Lessons in change, from the dead plant that wasn’t

After a full month away from home in July while I house-sat for a friend, I guess it wasn’t entirely surprising that the little sage plant outside my front door finally decided to call it a day.

When I left, it had been greenly abundant, but when I returned it was little more than a few scant twigs poking up from the wooden box of soil in which it had eked out its existence.

With nobody to water it, there was little hope of it surviving.

Or so you might think.

You see, I decided to not give up on that little plant.

As you can tell by me leaving a plant to fend for itself in the hot California sun for a month, I’m really not much of a gardener.

However, my instincts told me that, just maybe, a rescue mission might be possible.

Bending the plant’s dry stalks, I snapped off those that appeared dried out beyond repair, clearing the box so its only inhabitant was the stumpy little sage plant.

I then started watering it every day.

Not too much, but daily, like clockwork.

As you might expect, for several days nothing happened at all, beyond the soil starting to take on a healthier dark colour, in contrast to its former pallid ash-like appearance.

But then, miracle of miracles, after a week of watering, the tiniest, weeniest green leaves started sprouting from what had looked like a completely dead stem.

Another few days later, those microscopic leaves had grown, and had been joined by others.

While bringing the sage plant back to life feels like a genuine small win, perhaps the greatest value of this little experience has been to remind me of four important steps that enable transformation of some kind to happen.
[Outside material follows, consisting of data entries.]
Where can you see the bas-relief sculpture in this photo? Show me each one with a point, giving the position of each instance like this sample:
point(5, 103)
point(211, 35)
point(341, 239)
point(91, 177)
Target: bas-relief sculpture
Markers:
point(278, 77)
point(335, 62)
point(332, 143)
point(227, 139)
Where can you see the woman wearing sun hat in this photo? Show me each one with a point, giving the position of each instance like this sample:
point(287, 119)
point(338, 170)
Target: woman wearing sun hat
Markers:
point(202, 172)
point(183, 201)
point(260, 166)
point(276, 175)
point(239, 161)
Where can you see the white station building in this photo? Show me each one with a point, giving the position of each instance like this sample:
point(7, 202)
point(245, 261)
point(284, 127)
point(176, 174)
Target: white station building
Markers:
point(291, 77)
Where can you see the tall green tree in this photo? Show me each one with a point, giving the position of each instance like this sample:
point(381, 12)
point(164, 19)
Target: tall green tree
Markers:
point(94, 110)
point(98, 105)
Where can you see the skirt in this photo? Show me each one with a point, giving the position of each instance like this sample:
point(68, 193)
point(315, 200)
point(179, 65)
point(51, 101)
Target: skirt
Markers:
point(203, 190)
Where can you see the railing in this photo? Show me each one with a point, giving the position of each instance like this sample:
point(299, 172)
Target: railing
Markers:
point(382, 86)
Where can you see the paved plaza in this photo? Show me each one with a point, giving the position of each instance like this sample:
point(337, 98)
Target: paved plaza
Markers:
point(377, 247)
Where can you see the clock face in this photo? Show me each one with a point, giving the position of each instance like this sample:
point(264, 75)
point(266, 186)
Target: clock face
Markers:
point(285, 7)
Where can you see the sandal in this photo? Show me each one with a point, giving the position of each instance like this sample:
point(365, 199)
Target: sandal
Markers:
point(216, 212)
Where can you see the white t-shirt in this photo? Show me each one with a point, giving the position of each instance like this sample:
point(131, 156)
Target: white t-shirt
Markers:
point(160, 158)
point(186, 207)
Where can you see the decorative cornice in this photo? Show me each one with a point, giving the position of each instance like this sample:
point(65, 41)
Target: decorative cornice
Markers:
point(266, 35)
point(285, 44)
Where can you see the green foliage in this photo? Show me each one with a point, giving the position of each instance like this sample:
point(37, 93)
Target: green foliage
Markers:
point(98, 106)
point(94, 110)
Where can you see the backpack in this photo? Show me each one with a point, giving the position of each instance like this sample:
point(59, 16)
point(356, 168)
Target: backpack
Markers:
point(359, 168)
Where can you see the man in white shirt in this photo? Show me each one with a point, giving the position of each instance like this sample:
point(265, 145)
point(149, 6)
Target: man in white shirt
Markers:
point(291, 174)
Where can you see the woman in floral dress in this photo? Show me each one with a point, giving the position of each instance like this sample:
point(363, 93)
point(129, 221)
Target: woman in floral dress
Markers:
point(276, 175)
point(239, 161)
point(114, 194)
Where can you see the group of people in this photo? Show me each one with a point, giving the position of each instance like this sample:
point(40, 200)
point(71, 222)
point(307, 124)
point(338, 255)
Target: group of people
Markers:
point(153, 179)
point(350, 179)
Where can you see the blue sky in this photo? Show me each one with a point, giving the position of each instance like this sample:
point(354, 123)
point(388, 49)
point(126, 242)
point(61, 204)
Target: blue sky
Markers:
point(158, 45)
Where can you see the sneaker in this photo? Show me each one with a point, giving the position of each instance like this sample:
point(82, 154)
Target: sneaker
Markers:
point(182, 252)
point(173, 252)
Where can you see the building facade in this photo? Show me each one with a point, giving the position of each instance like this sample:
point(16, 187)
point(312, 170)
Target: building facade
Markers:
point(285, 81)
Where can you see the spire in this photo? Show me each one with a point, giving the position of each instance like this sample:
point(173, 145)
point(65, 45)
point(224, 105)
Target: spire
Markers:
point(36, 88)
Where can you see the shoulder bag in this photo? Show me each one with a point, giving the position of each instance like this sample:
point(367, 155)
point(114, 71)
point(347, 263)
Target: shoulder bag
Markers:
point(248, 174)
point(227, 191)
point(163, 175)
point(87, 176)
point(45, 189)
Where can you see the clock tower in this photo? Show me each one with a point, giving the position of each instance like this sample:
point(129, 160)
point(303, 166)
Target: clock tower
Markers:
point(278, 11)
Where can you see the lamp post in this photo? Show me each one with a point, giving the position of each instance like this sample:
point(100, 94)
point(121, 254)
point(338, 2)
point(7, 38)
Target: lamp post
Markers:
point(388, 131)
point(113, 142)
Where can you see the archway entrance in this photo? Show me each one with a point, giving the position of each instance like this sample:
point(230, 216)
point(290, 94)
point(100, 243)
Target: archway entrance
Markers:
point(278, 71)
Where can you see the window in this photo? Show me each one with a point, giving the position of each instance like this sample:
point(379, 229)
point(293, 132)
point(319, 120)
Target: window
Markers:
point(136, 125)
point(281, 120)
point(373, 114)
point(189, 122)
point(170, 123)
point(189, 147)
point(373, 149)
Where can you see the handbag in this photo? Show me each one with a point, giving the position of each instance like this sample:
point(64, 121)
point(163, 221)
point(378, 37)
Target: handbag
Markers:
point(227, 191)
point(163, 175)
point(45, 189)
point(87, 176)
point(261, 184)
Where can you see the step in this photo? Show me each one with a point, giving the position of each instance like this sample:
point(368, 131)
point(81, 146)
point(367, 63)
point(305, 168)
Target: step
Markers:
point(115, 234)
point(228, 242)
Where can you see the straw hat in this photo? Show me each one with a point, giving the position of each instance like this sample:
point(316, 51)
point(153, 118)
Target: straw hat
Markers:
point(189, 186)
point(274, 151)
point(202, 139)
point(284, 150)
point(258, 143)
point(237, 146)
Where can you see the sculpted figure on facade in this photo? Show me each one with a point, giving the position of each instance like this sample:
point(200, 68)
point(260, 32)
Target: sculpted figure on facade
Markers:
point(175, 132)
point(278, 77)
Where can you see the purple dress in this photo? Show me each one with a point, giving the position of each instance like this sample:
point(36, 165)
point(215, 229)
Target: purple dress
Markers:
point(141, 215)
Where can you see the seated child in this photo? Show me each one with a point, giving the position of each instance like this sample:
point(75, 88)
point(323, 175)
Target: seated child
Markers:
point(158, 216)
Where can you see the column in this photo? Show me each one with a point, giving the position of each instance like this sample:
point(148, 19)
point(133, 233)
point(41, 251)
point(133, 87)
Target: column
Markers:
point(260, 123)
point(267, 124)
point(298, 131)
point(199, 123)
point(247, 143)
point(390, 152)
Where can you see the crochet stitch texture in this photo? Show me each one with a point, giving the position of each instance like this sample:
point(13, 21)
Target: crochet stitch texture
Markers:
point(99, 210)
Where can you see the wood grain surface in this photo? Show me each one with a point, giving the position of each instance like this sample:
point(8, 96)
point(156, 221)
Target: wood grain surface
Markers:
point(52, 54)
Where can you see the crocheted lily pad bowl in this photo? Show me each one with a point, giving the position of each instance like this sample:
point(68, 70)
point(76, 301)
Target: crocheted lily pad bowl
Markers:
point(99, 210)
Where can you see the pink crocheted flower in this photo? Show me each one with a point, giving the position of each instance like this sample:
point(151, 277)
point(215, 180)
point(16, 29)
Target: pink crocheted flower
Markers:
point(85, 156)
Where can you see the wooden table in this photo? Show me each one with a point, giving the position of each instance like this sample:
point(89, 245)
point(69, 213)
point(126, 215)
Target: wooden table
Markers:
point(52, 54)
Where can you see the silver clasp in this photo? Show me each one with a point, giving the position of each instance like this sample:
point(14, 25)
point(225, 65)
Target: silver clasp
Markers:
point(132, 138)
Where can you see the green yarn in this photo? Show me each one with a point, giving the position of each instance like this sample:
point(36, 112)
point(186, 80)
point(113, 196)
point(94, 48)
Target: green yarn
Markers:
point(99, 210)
I’m pretty sure that this can apply to people like you and me, just as well as it does to sage plants.

First, there needed it to be hope.

If I’d believed I’d be wasting my time on the plant, I wouldn’t have begun its attempted rejuvenation.

Equally, if you want to experience a change of some kind in yourself, it seems important to believe that change is indeed possible.

The second step involved clearing away the dead growth.

Perhaps the parallel for us as humans is that we should do our level best to repress the negative thoughts that threaten to interfere with the change we desire.

Being aware of them is a good start. Saying no to them may be hard, but it’s not impossible.

Step three in Operation Sage involved consistently watering every day.

Human change demands much the same, I think.

Creating a new habit, for example, means doing something every day, showing determined persistence.

The final piece of the jigsaw with the sage bush was to be patient, not expecting to see immediate results.

I’m sure this is equally true when we want to experience some kind of change in our own lives.

Since it’s probably not going to happen overnight, it’s sensible to allow things to take their own due time.

What worked for the plant may also be a good approach for you and me, therefore:

1. Have hope.

2. Clear the way for change.

3. Be persistent.

4. Have patience.

Perhaps these four steps will prompt you to consider a transformation of your own?

Whatever happens, though, I’m happy to credit my plucky little plant for its, well, sage advice.

15 thoughts on “Lessons in change, from the dead plant that wasn’t

  1. And you now have your reward, not only pretty and fragrant but tasty too. Your own reminder by your front door so it can remind you every day. Mine’s in my back garden and quite healthy, thank you, but I’m going to use it as my own reminder now. I may also lightly fry a few leaves and crumble them over pasta with toasted pine nuts and parmesan. Have a great day, and thanks x

  2. Wow wisdom like this comes always at the very right time and a sage plant too linking of course to sage advice, much blessings to you : )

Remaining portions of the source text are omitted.